Anyway, if I understand your intention correctly, I would suggest changing your logical TRUE/FALSE statements at some point into ones and zeroes, so you can easily calculate how your expected winning percentage on high-difference picks changes as you tweak your formula. For example, this:

=IF(ABS(E2)>=3,IF(F2=TRUE,1,0),"")

should give a blank for low-difference picks, and give 1’s and 0’s on place of the logical TRUE and FALSE statements. Then you can take an average of the column.

If that helps at all.

If you’re taking the average, then you’re the one counting wrong (don’t worry, I’ll explain). Excel will add up all of the TRUEs and count each one as 1. So if your “success when more than 3 points are at stake” is column G, you’d want to calculate

=(SUM(G1:G9000)/ the_number_of_filled_cells)

You’re probably dividing by the total number of games, which is an irrelevant number. Try calculating

=(SUM(G1:G9000)/COUNT(G1:G9000))

and you’ll get your percentage score. A more sophisticated spreadsheet would calculate what you would have won or lost by wagering a dollar on each of those games, and divide your net gains by the number of games wagered on. If you calculate this for each system under consideration, you’ll discover what percentage you can make on a given amount of money. If you find something that beats 10% in the long run, let me know.

Edit: you say SUM() doesn’t work on t/f? I agree - convert to 1’s and 0’s and then use traditional math.

Excel shouldn’t be counting empty cells as if they were FALSE. I guess the answer depends on just what you’re doing. Note my post above that the AVERAGE function seems to not work on logical values.

However, if you have a mix of 1’s, 0’s, and blank cells, Excel’s AVERAGE function should work correctly, ignoring the blank spaces. If I understand your intention correctly, that’s what I’d do: convert the TRUEs and FALSEs back to 1’s and 0’s and go from there.

Right, but Excel also has an “AVERAGEA” command, which gives the mean of a series of T/F statements. That’s what I’ve been using to tally overall success, but it doesn’t work for a column created in the way you described in Post #4.

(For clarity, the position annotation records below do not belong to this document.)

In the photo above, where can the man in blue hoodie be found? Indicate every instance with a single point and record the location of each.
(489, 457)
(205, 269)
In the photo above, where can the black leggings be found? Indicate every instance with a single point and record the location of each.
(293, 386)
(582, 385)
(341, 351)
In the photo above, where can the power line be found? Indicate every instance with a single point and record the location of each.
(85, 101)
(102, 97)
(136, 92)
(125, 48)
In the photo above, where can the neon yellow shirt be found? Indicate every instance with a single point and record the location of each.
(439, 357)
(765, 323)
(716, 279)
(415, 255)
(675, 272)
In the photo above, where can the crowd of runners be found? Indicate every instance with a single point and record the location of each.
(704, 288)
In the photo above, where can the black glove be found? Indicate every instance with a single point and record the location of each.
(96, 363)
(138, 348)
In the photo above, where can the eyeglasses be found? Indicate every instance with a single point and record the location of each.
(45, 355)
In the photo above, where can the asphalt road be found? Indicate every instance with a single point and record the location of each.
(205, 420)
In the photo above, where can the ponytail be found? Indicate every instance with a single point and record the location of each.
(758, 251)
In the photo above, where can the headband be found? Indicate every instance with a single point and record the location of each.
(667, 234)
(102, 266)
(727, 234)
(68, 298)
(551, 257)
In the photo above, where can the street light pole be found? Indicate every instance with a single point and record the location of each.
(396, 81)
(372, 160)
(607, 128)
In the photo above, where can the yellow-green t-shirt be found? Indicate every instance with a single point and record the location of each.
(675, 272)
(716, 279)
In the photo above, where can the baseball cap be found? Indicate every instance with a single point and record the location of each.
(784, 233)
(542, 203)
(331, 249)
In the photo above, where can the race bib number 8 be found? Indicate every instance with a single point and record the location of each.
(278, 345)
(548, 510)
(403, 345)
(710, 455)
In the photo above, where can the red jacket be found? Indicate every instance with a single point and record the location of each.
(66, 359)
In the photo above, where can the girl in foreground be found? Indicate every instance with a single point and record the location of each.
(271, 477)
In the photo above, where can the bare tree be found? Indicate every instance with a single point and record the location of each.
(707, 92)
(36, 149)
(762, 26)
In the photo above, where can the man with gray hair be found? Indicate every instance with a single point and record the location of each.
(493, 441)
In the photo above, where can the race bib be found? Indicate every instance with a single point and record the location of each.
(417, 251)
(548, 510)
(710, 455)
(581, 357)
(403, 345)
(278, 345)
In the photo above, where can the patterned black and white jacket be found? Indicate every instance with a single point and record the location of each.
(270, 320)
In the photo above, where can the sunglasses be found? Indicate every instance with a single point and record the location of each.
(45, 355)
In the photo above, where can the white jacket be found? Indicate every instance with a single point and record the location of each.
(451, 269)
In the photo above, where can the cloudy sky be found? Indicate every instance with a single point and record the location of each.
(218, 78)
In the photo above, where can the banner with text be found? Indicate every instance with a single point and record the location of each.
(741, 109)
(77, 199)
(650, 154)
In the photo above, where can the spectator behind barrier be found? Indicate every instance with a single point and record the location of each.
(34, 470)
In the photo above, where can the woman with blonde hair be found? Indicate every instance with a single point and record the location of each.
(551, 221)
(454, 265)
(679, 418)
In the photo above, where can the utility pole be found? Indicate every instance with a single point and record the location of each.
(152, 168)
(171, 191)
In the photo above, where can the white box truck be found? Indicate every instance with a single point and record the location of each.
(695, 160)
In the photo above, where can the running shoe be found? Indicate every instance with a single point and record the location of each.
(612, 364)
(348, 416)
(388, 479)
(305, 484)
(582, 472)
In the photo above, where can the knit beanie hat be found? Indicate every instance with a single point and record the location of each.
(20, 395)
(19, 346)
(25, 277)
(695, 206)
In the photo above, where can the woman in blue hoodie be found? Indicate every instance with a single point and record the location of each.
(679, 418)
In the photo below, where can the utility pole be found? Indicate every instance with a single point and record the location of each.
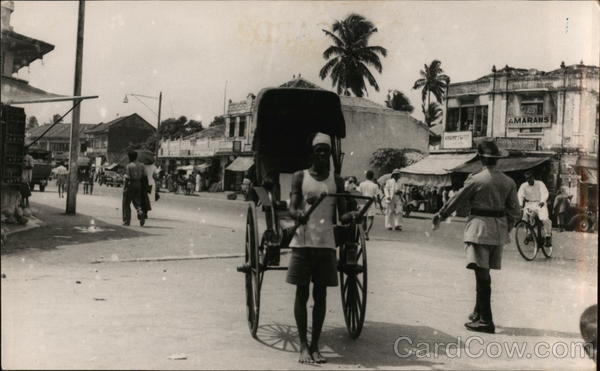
(74, 145)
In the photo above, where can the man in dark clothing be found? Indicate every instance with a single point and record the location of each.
(492, 197)
(133, 188)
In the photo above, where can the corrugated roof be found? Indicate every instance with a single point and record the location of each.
(58, 131)
(212, 132)
(300, 83)
(360, 102)
(103, 126)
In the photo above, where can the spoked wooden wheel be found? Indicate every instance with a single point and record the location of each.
(254, 273)
(353, 283)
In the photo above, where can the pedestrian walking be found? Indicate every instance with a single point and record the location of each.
(369, 188)
(61, 173)
(393, 202)
(198, 182)
(533, 194)
(492, 197)
(313, 246)
(27, 172)
(132, 189)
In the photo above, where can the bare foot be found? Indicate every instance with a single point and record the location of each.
(318, 357)
(305, 356)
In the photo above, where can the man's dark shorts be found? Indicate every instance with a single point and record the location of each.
(318, 265)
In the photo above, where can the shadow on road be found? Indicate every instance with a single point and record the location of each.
(380, 344)
(518, 331)
(60, 230)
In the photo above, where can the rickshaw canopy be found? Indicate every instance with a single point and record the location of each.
(286, 119)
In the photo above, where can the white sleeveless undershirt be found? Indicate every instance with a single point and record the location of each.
(318, 231)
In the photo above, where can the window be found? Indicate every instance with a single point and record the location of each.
(468, 118)
(532, 108)
(452, 119)
(231, 128)
(480, 129)
(59, 147)
(242, 127)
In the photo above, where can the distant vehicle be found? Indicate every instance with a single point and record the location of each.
(580, 219)
(42, 167)
(112, 179)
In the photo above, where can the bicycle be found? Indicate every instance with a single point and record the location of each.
(529, 238)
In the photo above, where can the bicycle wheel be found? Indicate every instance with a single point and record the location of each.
(547, 250)
(526, 240)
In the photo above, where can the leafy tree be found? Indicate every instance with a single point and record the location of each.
(176, 128)
(32, 123)
(432, 113)
(351, 56)
(432, 81)
(385, 160)
(397, 101)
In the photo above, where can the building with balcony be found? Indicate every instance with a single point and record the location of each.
(57, 139)
(109, 141)
(536, 115)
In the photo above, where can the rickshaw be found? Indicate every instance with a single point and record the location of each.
(286, 119)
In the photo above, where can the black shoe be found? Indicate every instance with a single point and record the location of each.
(474, 317)
(481, 326)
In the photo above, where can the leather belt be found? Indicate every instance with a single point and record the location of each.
(489, 213)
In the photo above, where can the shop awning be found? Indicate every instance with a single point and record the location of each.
(434, 170)
(16, 91)
(505, 165)
(112, 166)
(241, 164)
(588, 175)
(186, 167)
(202, 167)
(438, 164)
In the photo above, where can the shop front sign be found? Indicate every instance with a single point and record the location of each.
(523, 122)
(520, 144)
(457, 139)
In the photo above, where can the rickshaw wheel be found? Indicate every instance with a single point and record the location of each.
(253, 276)
(353, 285)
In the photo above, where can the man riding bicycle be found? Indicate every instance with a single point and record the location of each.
(533, 195)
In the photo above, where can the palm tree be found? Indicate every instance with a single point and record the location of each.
(397, 101)
(433, 113)
(432, 81)
(352, 56)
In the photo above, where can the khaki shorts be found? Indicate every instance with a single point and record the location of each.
(483, 256)
(315, 264)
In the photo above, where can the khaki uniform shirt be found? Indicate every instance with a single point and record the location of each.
(491, 190)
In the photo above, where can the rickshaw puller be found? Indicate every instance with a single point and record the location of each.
(492, 197)
(313, 246)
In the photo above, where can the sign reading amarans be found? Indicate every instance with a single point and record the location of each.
(529, 121)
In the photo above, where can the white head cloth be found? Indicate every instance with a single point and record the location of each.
(321, 138)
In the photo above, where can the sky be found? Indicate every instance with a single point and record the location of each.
(201, 53)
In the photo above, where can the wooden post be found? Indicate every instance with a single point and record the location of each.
(74, 145)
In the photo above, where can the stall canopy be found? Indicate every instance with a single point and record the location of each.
(241, 164)
(434, 170)
(505, 165)
(113, 166)
(16, 91)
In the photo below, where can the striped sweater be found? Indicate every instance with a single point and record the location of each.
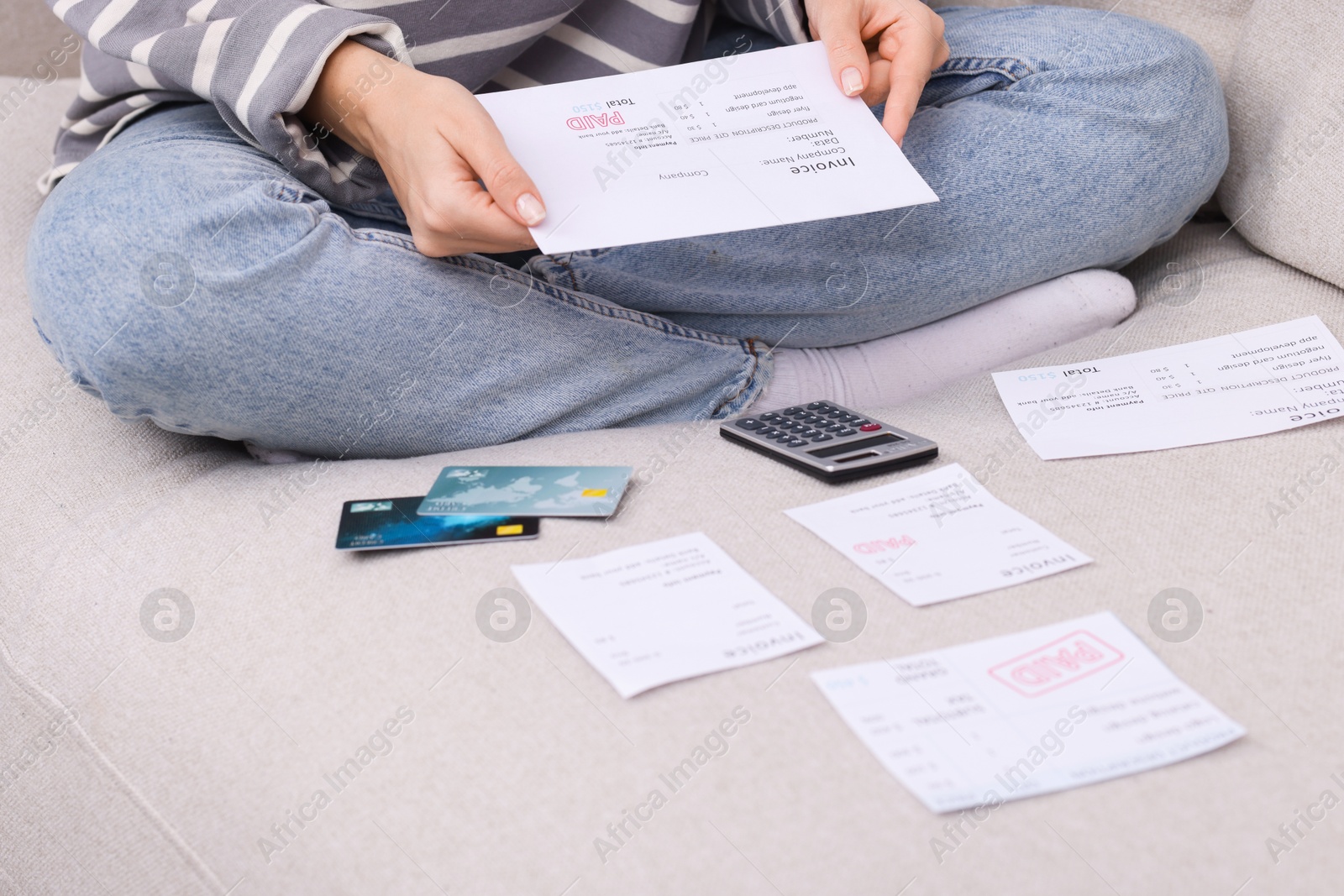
(257, 60)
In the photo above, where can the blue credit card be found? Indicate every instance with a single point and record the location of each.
(528, 490)
(391, 523)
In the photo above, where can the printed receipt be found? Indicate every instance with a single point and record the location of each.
(664, 611)
(1027, 714)
(736, 143)
(938, 537)
(1263, 380)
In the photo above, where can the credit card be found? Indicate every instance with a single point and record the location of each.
(393, 523)
(528, 490)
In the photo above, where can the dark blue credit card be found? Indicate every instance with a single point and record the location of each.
(391, 523)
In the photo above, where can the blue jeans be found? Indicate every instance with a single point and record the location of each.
(185, 277)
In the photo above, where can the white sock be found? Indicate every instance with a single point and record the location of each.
(886, 371)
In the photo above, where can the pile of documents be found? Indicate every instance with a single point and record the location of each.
(983, 723)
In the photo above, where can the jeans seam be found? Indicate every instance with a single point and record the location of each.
(746, 380)
(575, 298)
(1008, 66)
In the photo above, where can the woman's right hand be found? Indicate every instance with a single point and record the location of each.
(433, 140)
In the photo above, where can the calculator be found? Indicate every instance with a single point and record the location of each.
(828, 441)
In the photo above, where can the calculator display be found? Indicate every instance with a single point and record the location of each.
(844, 448)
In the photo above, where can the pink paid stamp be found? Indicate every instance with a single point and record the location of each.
(1059, 663)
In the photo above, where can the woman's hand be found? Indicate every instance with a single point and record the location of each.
(433, 140)
(882, 50)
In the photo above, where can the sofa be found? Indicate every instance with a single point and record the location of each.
(140, 757)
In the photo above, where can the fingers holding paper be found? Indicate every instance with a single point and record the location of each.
(880, 50)
(437, 145)
(437, 170)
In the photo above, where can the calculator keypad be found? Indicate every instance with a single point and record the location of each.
(815, 436)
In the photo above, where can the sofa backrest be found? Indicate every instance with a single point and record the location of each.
(1284, 188)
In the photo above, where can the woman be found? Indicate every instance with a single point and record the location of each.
(270, 222)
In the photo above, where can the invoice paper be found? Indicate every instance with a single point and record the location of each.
(664, 611)
(711, 147)
(938, 537)
(1261, 380)
(1027, 714)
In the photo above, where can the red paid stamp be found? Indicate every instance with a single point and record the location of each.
(1059, 663)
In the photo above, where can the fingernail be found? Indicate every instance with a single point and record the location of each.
(851, 81)
(531, 208)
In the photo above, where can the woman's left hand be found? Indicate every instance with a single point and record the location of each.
(882, 50)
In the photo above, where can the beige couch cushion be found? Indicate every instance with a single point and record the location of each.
(1285, 98)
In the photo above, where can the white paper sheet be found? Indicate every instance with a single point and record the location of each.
(737, 143)
(938, 537)
(664, 611)
(1263, 380)
(1027, 714)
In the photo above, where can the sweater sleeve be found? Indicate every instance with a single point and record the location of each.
(255, 62)
(784, 19)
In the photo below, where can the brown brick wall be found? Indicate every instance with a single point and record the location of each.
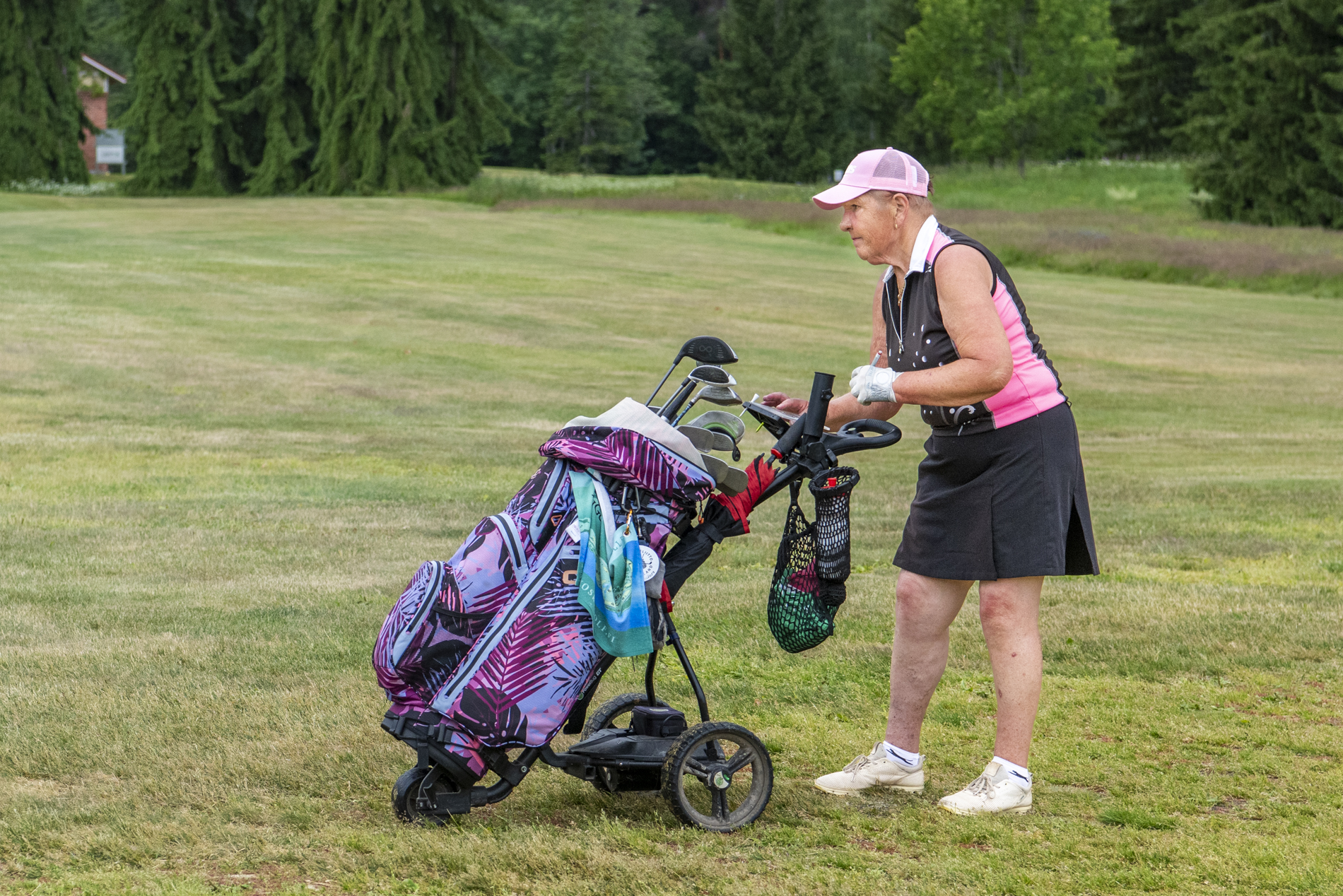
(97, 110)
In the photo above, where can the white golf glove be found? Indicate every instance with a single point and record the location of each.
(871, 384)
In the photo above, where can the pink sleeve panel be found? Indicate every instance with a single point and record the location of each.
(1033, 387)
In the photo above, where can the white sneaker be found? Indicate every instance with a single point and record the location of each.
(993, 791)
(873, 770)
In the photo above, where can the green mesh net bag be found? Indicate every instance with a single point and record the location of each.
(802, 605)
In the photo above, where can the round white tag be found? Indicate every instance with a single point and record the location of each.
(650, 562)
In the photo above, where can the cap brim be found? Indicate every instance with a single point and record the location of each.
(838, 195)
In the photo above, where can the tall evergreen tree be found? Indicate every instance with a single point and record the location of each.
(525, 35)
(1155, 82)
(1267, 124)
(399, 95)
(768, 107)
(40, 114)
(872, 109)
(276, 77)
(685, 42)
(602, 90)
(1010, 78)
(186, 137)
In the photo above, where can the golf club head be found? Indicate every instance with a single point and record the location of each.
(707, 440)
(708, 350)
(719, 395)
(712, 374)
(729, 478)
(722, 422)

Yep, that works perfectly. Thanks very much. I’ll send along the spreadsheet if you’re interested, probably in a day or two.

[QUOTE=VarlosZ when taking the average of the new column’s TRUE/FALSE statements, Excel is counting the empty cells as if they were FALSE. Any way to get around this? How do you get an IF function to leave a cell truly blank if the test is FALSE?[/QUOTE]

maybe something like this:
=IF(ISBLANK(B1),"",IF(ABS(B1)>=3,TRUE(),FALSE()))

I did not notice how old this post was - I’m really, very sorry.